Ihre Einschätzung zur Musik des 20. Jahrhunderts in der Gehörbildungsliteratur ist nach meiner Ansicht nur für einige der ohnehin wenigen deutschen Lehrwerke zutreffend. Franz Josef Stoiber und (noch überzeugender) Jean-Clément Jollet haben recht brauchbare Gehörbildungskonzepte für die Musik Messiaens entwickelt. Außerdem ist die zeitgenössische Musik in der englisch- und französischsprachigen Gehörbildungsliteratur (z.B. M. Labrousse, D. Bowman, P. Terry u.a.) didaktisch insgesamt recht gut behandelt, abgesehen von einigen guten Ansätzen auch in der deutschsprachigen Literatur (H. Haas/E. Karkoschka bzw. die Fülle von Literatur zum Thema Höranalyse). Sie schreiben, dass es nicht darum geht, "andere didaktische Ansätze zu widerlegen, sondern darum, sie zu ergänzen." Ich erlaube mir, mit Ihnen in Diskussion zu treten, denn ich finde Ihre Systematik etwas zu starr und Ihre Ergänzung widerspricht dem, was ich von meiner Lehrerin Almut Rößler über Messiaens Ästhetik gelernt habe.
Die Musik Messiaens versucht - nach allem was ich davon kenne - immer wieder, die durch den menschlichen Geist, insbesondere auch die durch das eigene System, gesetzten Grenzen zu sprengen.

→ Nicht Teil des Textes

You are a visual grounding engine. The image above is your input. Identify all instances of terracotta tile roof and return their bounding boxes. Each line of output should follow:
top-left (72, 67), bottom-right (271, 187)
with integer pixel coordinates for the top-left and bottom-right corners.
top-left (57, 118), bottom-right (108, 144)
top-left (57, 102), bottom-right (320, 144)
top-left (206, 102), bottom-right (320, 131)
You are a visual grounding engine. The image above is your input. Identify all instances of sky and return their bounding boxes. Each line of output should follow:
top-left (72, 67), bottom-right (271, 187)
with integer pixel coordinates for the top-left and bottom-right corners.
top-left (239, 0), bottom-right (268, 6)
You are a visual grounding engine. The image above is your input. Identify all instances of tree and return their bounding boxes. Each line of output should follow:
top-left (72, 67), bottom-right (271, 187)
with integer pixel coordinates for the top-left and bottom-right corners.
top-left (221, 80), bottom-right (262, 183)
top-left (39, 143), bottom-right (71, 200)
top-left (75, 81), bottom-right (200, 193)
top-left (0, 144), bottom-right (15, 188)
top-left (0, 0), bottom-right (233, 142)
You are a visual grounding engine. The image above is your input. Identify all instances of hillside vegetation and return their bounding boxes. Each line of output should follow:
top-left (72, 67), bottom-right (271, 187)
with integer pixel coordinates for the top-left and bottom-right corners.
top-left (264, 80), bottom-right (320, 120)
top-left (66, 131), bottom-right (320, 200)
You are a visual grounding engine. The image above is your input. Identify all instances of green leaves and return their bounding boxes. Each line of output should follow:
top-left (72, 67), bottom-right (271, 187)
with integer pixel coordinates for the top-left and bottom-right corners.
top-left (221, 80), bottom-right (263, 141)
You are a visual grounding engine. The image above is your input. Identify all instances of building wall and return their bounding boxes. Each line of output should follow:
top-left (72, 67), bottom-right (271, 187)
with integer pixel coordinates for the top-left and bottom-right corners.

Typisch ist dafür das Einfügen fremder Elemente in das System, z.B. durch modusfremde Töne. Ebenso wie es kaum Kompositionen in C-Dur gibt, die nicht auch mal einen chromatischen Ton anklingen lassen - und trotzdem als Tonalität C-Dur analysiert werden muss - so würde es meiner Meinung nach ein verfälschtes Bild ergeben, Messiaens Modi in ein so enges Raster zwingen zu wollen. Z.B. steht das "Toujours vif" aus La Nativité IX, S. 3 im 2. Modus, 3. Transposition. In der Mitte des Systems benutzt Messiaen dann die Töne "b" und "e", die ich kompositorisch als Durchgangstöne bewerte und mit Ihrer Systematik als Viertonchromatik der Blick für den schon bei der Exposition dieses Themas vorgestellten 2. Modus verstellen würden.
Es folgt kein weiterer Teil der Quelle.